KEYWORDS: risk, decision system
Resumo
Produzir um alimento seguro é um dos pré-requisitos essenciais em qualquer empresa do setor
alimentício, pois sua ausência, muitas vezes, acarreta danos e injurias a saúde do consumidor,
podendo trazer conseqüências irreversíveis.
Frente a este fato, metodologias vem sendo desenvolvidas para melhor gerenciar informações que
são utilizadas para auxiliar no processo de tomada de decisão a nível operacional.

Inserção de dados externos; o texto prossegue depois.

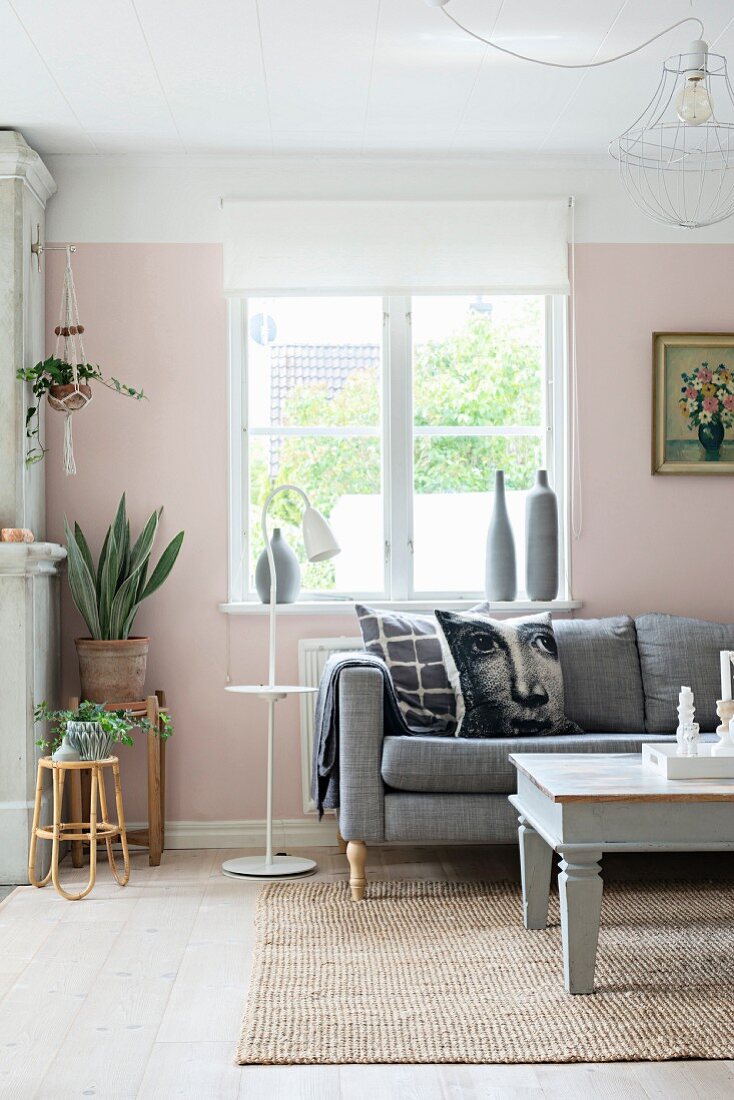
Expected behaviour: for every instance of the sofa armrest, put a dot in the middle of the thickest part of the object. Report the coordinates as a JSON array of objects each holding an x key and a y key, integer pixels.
[{"x": 361, "y": 730}]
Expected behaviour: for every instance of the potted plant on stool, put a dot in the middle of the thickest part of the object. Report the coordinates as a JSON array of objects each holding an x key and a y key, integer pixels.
[
  {"x": 111, "y": 663},
  {"x": 90, "y": 730}
]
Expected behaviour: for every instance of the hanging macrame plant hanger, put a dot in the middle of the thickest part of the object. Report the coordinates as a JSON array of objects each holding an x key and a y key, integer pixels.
[{"x": 75, "y": 396}]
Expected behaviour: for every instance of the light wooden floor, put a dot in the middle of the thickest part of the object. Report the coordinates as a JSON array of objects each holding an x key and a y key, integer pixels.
[{"x": 139, "y": 992}]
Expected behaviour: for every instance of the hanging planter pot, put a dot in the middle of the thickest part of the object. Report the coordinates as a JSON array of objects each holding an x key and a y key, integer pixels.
[
  {"x": 64, "y": 376},
  {"x": 68, "y": 398}
]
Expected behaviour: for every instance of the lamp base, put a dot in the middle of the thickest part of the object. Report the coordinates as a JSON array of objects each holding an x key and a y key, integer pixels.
[{"x": 254, "y": 867}]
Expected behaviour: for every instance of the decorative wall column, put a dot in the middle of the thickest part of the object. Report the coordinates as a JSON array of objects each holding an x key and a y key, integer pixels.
[{"x": 29, "y": 579}]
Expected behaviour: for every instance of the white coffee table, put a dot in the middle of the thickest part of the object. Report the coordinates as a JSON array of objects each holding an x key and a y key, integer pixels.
[{"x": 582, "y": 804}]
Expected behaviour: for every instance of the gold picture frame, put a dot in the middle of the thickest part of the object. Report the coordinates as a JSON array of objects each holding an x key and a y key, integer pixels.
[{"x": 693, "y": 403}]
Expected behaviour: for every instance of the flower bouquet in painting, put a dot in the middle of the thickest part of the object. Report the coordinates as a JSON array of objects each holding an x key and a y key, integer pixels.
[{"x": 708, "y": 404}]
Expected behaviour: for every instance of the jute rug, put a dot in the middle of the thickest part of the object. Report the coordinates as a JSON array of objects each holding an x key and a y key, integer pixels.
[{"x": 445, "y": 971}]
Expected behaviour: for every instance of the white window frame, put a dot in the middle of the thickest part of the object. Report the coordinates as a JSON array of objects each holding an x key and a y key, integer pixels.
[{"x": 397, "y": 435}]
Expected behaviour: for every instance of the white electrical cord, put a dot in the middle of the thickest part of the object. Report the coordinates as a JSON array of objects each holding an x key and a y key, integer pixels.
[{"x": 606, "y": 61}]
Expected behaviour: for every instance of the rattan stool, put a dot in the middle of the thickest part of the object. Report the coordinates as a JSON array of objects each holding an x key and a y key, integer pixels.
[{"x": 91, "y": 831}]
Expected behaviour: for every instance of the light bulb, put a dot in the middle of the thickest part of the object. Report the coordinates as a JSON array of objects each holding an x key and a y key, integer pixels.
[{"x": 693, "y": 102}]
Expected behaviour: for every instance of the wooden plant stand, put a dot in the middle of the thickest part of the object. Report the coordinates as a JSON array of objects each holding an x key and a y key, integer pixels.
[
  {"x": 90, "y": 831},
  {"x": 153, "y": 837}
]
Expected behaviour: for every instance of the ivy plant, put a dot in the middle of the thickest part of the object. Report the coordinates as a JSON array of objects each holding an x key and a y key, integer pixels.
[
  {"x": 118, "y": 724},
  {"x": 57, "y": 372}
]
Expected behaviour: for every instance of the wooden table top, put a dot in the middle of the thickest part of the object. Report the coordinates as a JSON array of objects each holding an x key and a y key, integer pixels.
[{"x": 619, "y": 777}]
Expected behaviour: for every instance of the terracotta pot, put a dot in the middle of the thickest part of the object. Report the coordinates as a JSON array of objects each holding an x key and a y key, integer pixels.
[
  {"x": 56, "y": 395},
  {"x": 112, "y": 671}
]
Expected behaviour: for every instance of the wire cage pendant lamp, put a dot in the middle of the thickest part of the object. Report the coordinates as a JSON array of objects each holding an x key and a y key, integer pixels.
[{"x": 677, "y": 160}]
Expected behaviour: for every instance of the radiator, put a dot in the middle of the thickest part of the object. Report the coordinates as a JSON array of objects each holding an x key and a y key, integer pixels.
[{"x": 313, "y": 655}]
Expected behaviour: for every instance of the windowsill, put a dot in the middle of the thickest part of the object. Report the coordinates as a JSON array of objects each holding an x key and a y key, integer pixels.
[{"x": 309, "y": 607}]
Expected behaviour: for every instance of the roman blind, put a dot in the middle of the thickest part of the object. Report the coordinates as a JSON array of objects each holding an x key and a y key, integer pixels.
[{"x": 355, "y": 246}]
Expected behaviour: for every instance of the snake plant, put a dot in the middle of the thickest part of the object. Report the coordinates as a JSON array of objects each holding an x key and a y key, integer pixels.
[{"x": 109, "y": 595}]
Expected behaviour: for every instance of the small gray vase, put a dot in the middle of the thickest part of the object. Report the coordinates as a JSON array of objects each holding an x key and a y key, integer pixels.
[
  {"x": 287, "y": 572},
  {"x": 501, "y": 570},
  {"x": 541, "y": 540},
  {"x": 89, "y": 739}
]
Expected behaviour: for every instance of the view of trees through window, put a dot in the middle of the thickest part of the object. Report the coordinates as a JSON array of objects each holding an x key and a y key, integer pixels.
[{"x": 316, "y": 394}]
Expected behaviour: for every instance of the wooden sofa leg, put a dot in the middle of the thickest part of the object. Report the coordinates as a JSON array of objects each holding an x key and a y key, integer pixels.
[{"x": 357, "y": 857}]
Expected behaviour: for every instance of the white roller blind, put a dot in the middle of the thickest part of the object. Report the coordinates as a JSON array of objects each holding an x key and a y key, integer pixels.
[{"x": 513, "y": 246}]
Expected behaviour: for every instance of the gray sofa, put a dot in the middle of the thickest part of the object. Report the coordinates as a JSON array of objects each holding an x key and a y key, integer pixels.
[{"x": 622, "y": 679}]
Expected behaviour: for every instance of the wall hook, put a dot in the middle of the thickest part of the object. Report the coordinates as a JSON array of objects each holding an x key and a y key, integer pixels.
[{"x": 37, "y": 249}]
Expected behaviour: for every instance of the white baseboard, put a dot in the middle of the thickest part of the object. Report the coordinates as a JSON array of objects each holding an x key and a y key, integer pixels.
[{"x": 294, "y": 833}]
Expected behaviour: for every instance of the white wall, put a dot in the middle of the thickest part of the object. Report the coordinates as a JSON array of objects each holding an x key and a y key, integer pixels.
[{"x": 176, "y": 199}]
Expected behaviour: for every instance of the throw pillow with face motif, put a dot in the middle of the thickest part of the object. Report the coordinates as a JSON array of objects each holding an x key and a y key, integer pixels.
[{"x": 505, "y": 674}]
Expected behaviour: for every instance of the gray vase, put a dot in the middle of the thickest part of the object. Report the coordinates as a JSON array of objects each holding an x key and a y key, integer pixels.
[
  {"x": 89, "y": 740},
  {"x": 287, "y": 572},
  {"x": 541, "y": 540},
  {"x": 501, "y": 571}
]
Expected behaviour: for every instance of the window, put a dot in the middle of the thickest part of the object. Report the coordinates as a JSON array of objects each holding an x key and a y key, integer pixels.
[{"x": 393, "y": 414}]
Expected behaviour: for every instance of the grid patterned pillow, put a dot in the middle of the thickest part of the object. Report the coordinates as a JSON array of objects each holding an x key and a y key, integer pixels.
[
  {"x": 411, "y": 648},
  {"x": 506, "y": 675}
]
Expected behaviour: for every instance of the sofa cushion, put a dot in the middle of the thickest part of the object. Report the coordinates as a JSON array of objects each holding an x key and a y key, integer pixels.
[
  {"x": 602, "y": 681},
  {"x": 675, "y": 651},
  {"x": 506, "y": 675},
  {"x": 474, "y": 766},
  {"x": 409, "y": 647}
]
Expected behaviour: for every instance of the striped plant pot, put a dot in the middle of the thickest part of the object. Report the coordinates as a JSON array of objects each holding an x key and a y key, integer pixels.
[{"x": 89, "y": 739}]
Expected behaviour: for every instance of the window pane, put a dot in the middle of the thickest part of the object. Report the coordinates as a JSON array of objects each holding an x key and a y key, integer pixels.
[
  {"x": 478, "y": 361},
  {"x": 314, "y": 362},
  {"x": 453, "y": 501},
  {"x": 342, "y": 480}
]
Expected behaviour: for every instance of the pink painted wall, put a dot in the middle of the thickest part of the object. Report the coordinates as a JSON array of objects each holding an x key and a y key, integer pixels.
[
  {"x": 648, "y": 543},
  {"x": 155, "y": 317}
]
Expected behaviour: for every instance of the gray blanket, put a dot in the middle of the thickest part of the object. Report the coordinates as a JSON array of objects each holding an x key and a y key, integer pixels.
[{"x": 325, "y": 766}]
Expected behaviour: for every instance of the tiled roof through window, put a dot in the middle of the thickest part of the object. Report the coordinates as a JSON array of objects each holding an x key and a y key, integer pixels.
[{"x": 311, "y": 364}]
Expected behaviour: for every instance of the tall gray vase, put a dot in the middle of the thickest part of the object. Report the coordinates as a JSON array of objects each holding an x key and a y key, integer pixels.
[
  {"x": 501, "y": 571},
  {"x": 541, "y": 540},
  {"x": 287, "y": 572}
]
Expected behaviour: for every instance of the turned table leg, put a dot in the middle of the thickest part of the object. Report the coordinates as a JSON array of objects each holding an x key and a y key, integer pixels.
[
  {"x": 580, "y": 889},
  {"x": 357, "y": 857},
  {"x": 536, "y": 861}
]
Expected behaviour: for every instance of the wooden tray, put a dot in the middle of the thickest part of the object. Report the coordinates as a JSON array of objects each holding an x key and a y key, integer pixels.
[{"x": 663, "y": 758}]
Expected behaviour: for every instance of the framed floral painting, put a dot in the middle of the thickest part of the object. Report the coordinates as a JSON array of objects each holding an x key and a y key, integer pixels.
[{"x": 692, "y": 403}]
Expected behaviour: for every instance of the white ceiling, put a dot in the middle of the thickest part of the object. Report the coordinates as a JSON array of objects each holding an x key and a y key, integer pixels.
[{"x": 346, "y": 77}]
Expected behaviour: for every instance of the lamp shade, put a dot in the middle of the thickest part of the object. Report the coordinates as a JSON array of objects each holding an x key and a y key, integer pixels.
[{"x": 318, "y": 537}]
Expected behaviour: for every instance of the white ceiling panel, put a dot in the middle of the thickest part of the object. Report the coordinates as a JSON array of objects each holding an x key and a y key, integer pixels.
[
  {"x": 98, "y": 55},
  {"x": 333, "y": 76},
  {"x": 318, "y": 61},
  {"x": 210, "y": 68},
  {"x": 424, "y": 68},
  {"x": 32, "y": 102}
]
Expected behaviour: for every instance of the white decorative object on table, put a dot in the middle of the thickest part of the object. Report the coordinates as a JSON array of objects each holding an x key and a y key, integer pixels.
[
  {"x": 664, "y": 758},
  {"x": 686, "y": 716},
  {"x": 725, "y": 658},
  {"x": 725, "y": 712},
  {"x": 320, "y": 545},
  {"x": 691, "y": 738}
]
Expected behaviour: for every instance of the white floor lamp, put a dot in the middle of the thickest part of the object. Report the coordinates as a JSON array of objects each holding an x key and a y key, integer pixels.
[{"x": 320, "y": 545}]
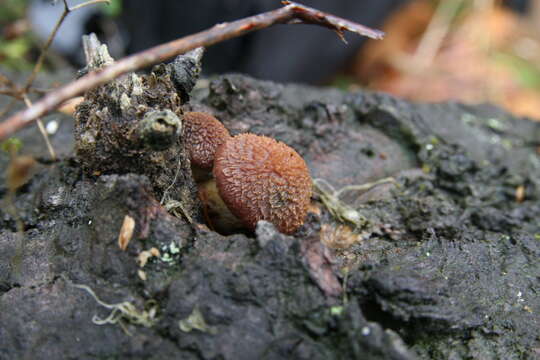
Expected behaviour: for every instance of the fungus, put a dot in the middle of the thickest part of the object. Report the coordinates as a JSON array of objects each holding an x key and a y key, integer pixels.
[
  {"x": 259, "y": 178},
  {"x": 203, "y": 134}
]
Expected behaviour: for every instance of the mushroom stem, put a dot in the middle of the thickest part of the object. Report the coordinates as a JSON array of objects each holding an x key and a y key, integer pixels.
[{"x": 216, "y": 213}]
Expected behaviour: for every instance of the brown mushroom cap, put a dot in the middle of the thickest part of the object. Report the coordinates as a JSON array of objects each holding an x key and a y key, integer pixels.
[
  {"x": 260, "y": 178},
  {"x": 203, "y": 134}
]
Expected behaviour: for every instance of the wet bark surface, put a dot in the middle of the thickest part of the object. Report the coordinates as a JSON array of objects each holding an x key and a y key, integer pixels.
[{"x": 442, "y": 262}]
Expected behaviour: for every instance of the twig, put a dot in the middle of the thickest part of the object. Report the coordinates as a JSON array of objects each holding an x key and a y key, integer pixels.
[
  {"x": 435, "y": 33},
  {"x": 291, "y": 13},
  {"x": 51, "y": 37},
  {"x": 42, "y": 130},
  {"x": 8, "y": 107}
]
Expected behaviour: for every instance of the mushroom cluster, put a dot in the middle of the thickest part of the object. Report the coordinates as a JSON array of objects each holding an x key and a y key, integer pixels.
[{"x": 252, "y": 177}]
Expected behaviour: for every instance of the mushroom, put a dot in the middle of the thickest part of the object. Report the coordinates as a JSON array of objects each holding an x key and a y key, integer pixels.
[
  {"x": 203, "y": 133},
  {"x": 258, "y": 178}
]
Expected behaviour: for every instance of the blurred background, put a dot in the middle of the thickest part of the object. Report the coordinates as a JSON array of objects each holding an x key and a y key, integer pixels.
[{"x": 472, "y": 51}]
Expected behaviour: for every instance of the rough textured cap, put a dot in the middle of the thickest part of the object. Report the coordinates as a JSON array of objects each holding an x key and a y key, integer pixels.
[
  {"x": 203, "y": 134},
  {"x": 259, "y": 178}
]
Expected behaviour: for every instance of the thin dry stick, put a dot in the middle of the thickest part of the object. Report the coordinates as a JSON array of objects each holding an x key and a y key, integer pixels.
[
  {"x": 291, "y": 13},
  {"x": 436, "y": 32},
  {"x": 22, "y": 93},
  {"x": 42, "y": 130},
  {"x": 51, "y": 37}
]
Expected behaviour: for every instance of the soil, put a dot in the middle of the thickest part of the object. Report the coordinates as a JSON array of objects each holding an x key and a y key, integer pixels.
[{"x": 440, "y": 263}]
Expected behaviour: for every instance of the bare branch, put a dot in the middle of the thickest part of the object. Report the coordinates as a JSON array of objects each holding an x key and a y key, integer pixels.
[
  {"x": 90, "y": 2},
  {"x": 51, "y": 37},
  {"x": 291, "y": 13},
  {"x": 42, "y": 130}
]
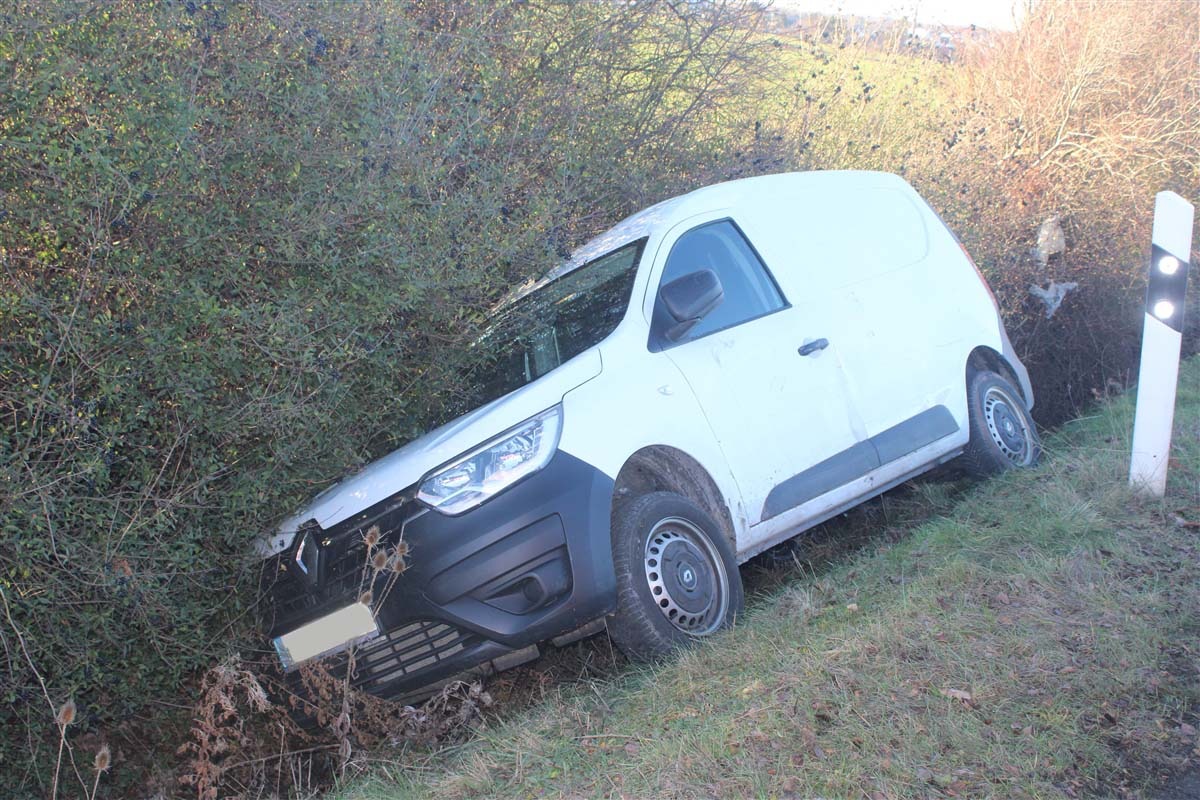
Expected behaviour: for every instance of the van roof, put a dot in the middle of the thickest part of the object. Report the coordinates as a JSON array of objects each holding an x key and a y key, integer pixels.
[{"x": 730, "y": 193}]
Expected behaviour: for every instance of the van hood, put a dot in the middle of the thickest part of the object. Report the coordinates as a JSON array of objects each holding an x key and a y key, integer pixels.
[{"x": 402, "y": 468}]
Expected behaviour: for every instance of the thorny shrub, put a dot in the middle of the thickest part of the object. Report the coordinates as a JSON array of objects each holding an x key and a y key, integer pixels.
[
  {"x": 239, "y": 242},
  {"x": 252, "y": 735}
]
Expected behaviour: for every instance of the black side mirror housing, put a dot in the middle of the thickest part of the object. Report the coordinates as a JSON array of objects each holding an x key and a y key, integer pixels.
[{"x": 689, "y": 299}]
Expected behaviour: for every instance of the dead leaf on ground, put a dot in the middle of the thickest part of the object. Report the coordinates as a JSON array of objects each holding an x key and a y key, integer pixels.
[{"x": 959, "y": 695}]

Este estudo, fundamenta-se na utilização da avaliação de risco como uma ferramenta para auxiliar
os sistemas de apoio a decisão em indústrias de alimentos. Também é apresentado um modelo de
interação entre as metodologias com o intuito de produzir um alimento seguro, seja pela redução ou
eliminação dos perigos, detectados durante sua elaboração.
1. INTRODUÇÃO
Tradicionalmente, a segurança alimentar é avaliada através de testes aleatórios de amostras
coletadas na linha de produção e, baseando-se exclusivamente nestes, são tomadas as decisões de
aceite ou rejeição dos lotes produzidos.
No caso das indústrias alimentícias, somente através da análise da totalidade dos lotes pode-se
decidir com segurança sobre o futuro do produto final. Entretanto, os aspectos destrutivos dos
ensaios inviabilizam a meta de tomar uma decisão 100% segura.
Para auxiliar neste propósito, com o intuito de minimizar as perdas oriundas da supressão dos
materiais nas amostras, várias metodologias são desenvolvidas, entre elas destaca-se a Análise de
Risco. Esta apresenta-se como uma potente ferramenta para garantir a segurança alimentar, e é
reconhecida
pelo Codex Alimentarius, a mais importante coleção de normas alimentares
apresentadas de um modo uniforme, sendo documento parte do comitê da FAO (Food
Adminstration Organization) pertencente a ONU (Órgão das Nações Unidas) e que objetiva a
proteção da saúde do consumidor e assegurar a aplicação de práticas equitativas no comércio de
alimentos.
A análise de risco preconiza a obtenção de dados a respeito dos perigos existentes nos alimentos e
tenta transferi-los ao Sistema de Apoio a Decisão da empresa para que se tomem as medidas
cabíveis a fim de evitar os efeitos dos agentes patogênicos na cadeia de processamento dos
alimentos. Esta análise é subdivida em avaliação, gerenciamento e comunicação de riscos, sendo
que a primeira etapa é o foco deste trabalho.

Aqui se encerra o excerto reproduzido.